From 8531d1c527560153281b6b7646789aa9082e0026 Mon Sep 17 00:00:00 2001
From: Jiewen Tan <jwtan@google.com>
Date: Tue, 28 May 2024 19:40:58 -0700
Subject: [PATCH] [MoE] Test sorting lhs for gmm (#7121)

Summary:
This pull request adds a test case that sort the lhs and produce group_sizes for gmm.

Test Plan:
python test/test_gmm.py -v -k test_sorting_input
---
 test/test_gmm.py | 26 ++++++++++++++++++++++++++
 1 file changed, 26 insertions(+)

diff --git a/test/test_gmm.py b/test/test_gmm.py
index bd2802d3e06..08483b0dd84 100644
--- a/test/test_gmm.py
+++ b/test/test_gmm.py
@@ -251,6 +251,32 @@ def test_histogram_raise(self):
           max=3,
       )
 
+  def test_sorting_input(self):
+    met.clear_all()
+    top2 = torch.tensor([[0, 2], [1, 3], [1, 2], [2, 3]]).to("xla")
+
+    # We want to create one big batch of tokens that has all top-k choices in it.
+    # Our tokens will thus be duplicated k-times in the batch. To do this we,
+    # first flatten the expert choices list and argsort it. This gives us an array
+    # of length B * K. We then create a tiled arange of size B * K and index
+    # into the expert choices list.
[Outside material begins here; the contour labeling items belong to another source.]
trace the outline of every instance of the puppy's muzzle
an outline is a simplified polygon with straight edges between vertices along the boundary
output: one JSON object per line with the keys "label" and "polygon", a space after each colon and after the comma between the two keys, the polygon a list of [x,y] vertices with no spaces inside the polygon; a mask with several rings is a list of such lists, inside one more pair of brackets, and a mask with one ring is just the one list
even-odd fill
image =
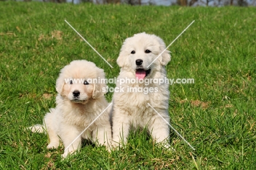
{"label": "puppy's muzzle", "polygon": [[143,61],[141,59],[137,59],[135,61],[135,63],[136,63],[136,65],[138,66],[142,65],[143,62]]}
{"label": "puppy's muzzle", "polygon": [[78,90],[75,90],[73,92],[73,96],[74,97],[78,97],[80,95],[80,91]]}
This will give us the set of indices we need
+    # to gather from the xs to create this big batch.
+    top_flat = top2.flatten()
+    lhs_order = top_flat.argsort()
+    lhs_reverse_order = lhs_order.argsort()
+    lhs_indices = torch.arange(
+        top2.shape[0], device="xla").repeat_interleave(2)[lhs_order]
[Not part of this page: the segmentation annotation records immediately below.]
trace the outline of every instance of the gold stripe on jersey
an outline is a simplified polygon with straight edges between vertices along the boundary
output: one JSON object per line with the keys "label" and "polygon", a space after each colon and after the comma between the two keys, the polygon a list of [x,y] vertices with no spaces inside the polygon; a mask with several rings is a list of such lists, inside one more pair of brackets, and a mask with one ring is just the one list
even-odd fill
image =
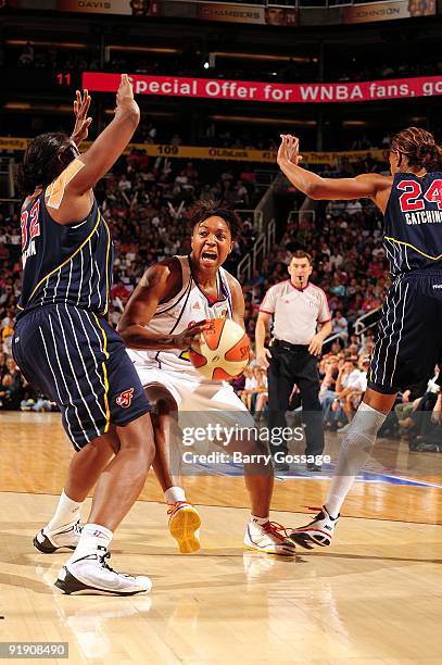
{"label": "gold stripe on jersey", "polygon": [[[96,323],[98,327],[100,328],[101,334],[103,336],[103,353],[104,353],[105,359],[109,360],[106,334],[104,332],[104,329],[101,327],[97,314],[94,314],[93,312],[91,312],[91,314],[93,318],[96,319]],[[103,381],[104,381],[104,409],[106,412],[106,424],[104,426],[104,434],[106,434],[109,431],[109,426],[111,424],[111,411],[109,409],[109,397],[108,397],[109,396],[109,380],[108,380],[108,368],[106,368],[105,360],[102,362],[102,367],[103,367]]]}
{"label": "gold stripe on jersey", "polygon": [[411,242],[405,242],[405,240],[397,240],[396,238],[391,238],[390,236],[383,236],[383,237],[386,238],[386,240],[391,240],[391,242],[396,242],[397,244],[405,244],[406,247],[411,247],[412,249],[415,250],[415,252],[417,252],[418,254],[421,254],[426,259],[431,259],[431,261],[440,261],[440,259],[442,259],[442,254],[439,254],[439,256],[430,256],[430,254],[426,254],[425,252],[422,252],[422,250],[419,250],[417,247],[415,247]]}
{"label": "gold stripe on jersey", "polygon": [[108,314],[109,309],[109,256],[111,254],[111,233],[109,230],[108,224],[103,221],[103,224],[108,234],[108,249],[106,249],[106,305],[102,312],[102,314]]}
{"label": "gold stripe on jersey", "polygon": [[53,271],[51,271],[42,279],[40,279],[40,281],[37,284],[37,286],[34,288],[33,292],[29,296],[29,299],[27,301],[28,304],[33,300],[34,296],[36,294],[36,291],[40,288],[40,286],[43,284],[43,281],[49,279],[49,277],[52,277],[52,275],[54,275],[58,271],[61,271],[70,261],[72,261],[74,259],[74,256],[76,256],[78,254],[78,252],[80,252],[83,250],[85,244],[87,242],[89,242],[89,240],[91,239],[91,237],[93,236],[93,234],[96,233],[96,230],[98,229],[99,224],[100,224],[101,214],[100,214],[99,210],[97,212],[98,212],[98,214],[97,214],[97,224],[94,225],[94,227],[90,231],[89,236],[86,238],[86,240],[84,242],[81,242],[81,244],[75,250],[75,252],[73,254],[71,254],[71,256],[68,256],[65,261],[63,261],[63,263],[61,263],[60,265],[54,267]]}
+    group_sizes = _histogram(top_flat.to(torch.int32), 0, 3)
+    xm.mark_step()
+
+    # Make sure it doesn't fallback.
+    self.assertNotIn("aten::", met.short_metrics_report())
+    self.assertTrue(
+        torch.all(lhs_indices == torch.tensor([0, 1, 2, 0, 3, 2, 1, 3],
+                                              device="xla")))
+    self.assertTrue(
+        torch.all(group_sizes == torch.tensor([1, 2, 3, 2], device="xla")))
+
 
 if __name__ == '__main__':
   logging.getLogger().setLevel(logging.INFO)